ア 教材は,聞くこと,読むこと,話すこと[やり取り],話すこと[発表],書くことなどのコミュニケーションを図る基礎となる資質・能力を総合的に育成するため,1に示す五つの領域別の目標と2に示す内容との関係について,単元など内容や時間のまとまりごとに各教材の中で明確に示すとともに,実際の言語の使用場面や言語の働きに十分配慮した題材を取り上げること。

 英語の学習において,教材は重要な役割を果たすものであり,教材の選定については十分な配慮が必要である。

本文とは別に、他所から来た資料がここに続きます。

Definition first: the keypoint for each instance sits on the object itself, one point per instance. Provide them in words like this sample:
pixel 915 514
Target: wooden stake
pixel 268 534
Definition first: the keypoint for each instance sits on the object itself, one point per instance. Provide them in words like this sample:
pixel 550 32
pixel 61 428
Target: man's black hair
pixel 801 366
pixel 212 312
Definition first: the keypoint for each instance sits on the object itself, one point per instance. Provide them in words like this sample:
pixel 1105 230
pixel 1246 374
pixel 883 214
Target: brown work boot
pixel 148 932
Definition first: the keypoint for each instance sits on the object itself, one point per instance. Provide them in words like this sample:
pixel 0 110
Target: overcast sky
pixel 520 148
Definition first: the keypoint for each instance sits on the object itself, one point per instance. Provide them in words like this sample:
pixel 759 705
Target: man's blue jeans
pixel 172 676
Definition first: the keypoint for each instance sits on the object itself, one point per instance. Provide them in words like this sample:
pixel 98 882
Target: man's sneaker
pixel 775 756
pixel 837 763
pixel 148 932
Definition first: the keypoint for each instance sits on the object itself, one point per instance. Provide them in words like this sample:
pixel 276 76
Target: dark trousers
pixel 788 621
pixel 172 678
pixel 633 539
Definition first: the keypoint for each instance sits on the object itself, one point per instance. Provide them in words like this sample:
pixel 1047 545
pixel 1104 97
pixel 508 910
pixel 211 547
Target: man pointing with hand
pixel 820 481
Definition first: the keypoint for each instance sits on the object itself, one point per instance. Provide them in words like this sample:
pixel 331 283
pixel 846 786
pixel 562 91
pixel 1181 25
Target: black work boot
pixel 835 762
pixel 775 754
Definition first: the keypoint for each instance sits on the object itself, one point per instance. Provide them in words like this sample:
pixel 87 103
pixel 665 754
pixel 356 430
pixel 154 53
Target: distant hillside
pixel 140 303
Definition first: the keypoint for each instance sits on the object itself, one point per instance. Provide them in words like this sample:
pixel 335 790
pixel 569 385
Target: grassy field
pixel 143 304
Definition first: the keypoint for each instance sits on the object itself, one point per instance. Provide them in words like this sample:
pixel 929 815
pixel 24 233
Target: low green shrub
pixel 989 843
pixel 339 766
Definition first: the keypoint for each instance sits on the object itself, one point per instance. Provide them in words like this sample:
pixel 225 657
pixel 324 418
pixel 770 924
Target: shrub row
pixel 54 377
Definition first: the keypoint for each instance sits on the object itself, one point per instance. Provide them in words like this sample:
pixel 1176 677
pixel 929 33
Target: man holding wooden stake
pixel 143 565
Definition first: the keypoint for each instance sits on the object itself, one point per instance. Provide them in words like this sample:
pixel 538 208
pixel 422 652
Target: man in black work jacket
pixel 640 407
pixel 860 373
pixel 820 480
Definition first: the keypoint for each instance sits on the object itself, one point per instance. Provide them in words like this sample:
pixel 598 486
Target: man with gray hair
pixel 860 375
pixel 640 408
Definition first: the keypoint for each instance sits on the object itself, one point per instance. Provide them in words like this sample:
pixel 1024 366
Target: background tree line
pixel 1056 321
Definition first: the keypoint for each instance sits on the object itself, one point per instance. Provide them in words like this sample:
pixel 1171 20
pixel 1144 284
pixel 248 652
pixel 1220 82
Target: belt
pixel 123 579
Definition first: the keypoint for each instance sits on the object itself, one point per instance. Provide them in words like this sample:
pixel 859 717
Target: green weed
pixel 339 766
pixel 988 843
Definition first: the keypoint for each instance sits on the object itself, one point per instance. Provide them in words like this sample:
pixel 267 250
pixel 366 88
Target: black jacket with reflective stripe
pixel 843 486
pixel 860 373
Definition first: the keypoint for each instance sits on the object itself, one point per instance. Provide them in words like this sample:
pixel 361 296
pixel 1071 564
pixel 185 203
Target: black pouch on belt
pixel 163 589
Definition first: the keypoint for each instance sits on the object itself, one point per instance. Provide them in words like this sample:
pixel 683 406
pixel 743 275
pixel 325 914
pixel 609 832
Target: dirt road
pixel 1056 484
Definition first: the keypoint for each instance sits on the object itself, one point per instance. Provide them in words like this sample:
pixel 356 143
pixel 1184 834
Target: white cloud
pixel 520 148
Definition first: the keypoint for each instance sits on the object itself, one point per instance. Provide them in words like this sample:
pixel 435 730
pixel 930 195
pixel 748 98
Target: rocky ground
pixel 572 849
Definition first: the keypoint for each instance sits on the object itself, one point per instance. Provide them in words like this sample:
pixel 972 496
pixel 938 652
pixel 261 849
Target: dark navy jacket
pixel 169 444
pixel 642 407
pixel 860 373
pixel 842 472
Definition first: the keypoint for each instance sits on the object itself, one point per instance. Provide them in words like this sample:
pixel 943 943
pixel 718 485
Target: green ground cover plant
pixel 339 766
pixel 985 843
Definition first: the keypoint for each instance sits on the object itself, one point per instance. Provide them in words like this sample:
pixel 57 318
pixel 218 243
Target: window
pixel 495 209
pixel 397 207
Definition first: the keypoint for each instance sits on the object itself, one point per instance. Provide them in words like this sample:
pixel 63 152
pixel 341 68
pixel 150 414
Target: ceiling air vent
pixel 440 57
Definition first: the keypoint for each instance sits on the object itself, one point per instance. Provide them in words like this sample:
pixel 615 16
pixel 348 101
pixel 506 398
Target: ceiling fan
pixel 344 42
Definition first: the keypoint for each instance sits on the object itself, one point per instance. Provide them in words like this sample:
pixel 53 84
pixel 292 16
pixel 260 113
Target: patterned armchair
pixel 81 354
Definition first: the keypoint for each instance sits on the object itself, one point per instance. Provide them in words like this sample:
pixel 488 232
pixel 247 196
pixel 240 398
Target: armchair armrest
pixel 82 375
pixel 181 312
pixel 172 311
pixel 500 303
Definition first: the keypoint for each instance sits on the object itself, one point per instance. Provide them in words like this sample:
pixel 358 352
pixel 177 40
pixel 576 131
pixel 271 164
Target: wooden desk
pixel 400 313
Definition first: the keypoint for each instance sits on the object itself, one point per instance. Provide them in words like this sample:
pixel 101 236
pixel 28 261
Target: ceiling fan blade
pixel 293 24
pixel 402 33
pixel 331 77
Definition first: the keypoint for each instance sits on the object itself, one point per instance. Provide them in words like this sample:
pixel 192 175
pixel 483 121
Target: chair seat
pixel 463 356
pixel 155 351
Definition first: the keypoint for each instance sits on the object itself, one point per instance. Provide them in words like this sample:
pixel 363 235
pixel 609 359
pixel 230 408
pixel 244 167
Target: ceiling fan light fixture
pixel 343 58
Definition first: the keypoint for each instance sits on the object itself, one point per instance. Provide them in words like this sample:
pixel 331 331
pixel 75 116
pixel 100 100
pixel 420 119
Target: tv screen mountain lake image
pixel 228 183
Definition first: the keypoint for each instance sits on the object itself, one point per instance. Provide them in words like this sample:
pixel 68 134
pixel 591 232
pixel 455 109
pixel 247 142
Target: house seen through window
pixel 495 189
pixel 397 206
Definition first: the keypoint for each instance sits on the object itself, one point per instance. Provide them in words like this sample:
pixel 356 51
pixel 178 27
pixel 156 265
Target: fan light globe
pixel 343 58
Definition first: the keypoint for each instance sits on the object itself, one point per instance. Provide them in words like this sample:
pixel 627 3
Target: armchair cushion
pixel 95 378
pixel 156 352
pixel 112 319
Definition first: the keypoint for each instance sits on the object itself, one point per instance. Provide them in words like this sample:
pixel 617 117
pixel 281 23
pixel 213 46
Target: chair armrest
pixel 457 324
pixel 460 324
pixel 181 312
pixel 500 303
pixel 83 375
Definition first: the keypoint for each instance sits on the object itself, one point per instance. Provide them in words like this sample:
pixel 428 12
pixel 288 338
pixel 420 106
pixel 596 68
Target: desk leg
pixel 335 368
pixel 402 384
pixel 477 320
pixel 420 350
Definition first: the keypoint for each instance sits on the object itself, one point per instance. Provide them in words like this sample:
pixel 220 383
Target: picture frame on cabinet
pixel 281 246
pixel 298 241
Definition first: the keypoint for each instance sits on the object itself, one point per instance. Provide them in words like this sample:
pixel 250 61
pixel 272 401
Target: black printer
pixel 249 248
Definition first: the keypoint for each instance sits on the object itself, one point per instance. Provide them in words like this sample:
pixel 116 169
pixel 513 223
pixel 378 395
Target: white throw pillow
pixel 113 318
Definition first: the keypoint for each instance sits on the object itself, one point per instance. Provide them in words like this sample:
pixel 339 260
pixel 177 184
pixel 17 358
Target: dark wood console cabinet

 教材の選定においては,まず,「聞くこと」,「読むこと」,「話すこと[やり取り]」,「話すこと[発表]」,「書くこと」の五つの領域別の言語活動を通して,コミュニケーションを図る基礎となる資質・能力を総合的に育成するためのものであることに留意することが必要である。

 その際に,第2の1に示す五つの領域別の目標と,第2の2に示す内容との関係が,単元など内容や時間のまとまりごとに明確になっている必要がある。

 例えば,
第2の1(1)「聞くこと」アにおいては,
「ゆっくりはっきりと話されれば,
 自分のことや身近で簡単な事柄
 について,
 簡単な語句や基本的な表現を
 聞き取ることができるようにする」
とあるが,

それは第2の2(1)に示す内容,
例えば,アの音声については,
(ア)現代の標準的な発音,
(イ)語と語の連結による音の変化,
(ウ)語や句,文における基本的な強勢,
(エ)文における基本的なイントネーション,
(オ)文における基本的な区切り
などの条件を満たす内容の音声教材
であることが必要となる。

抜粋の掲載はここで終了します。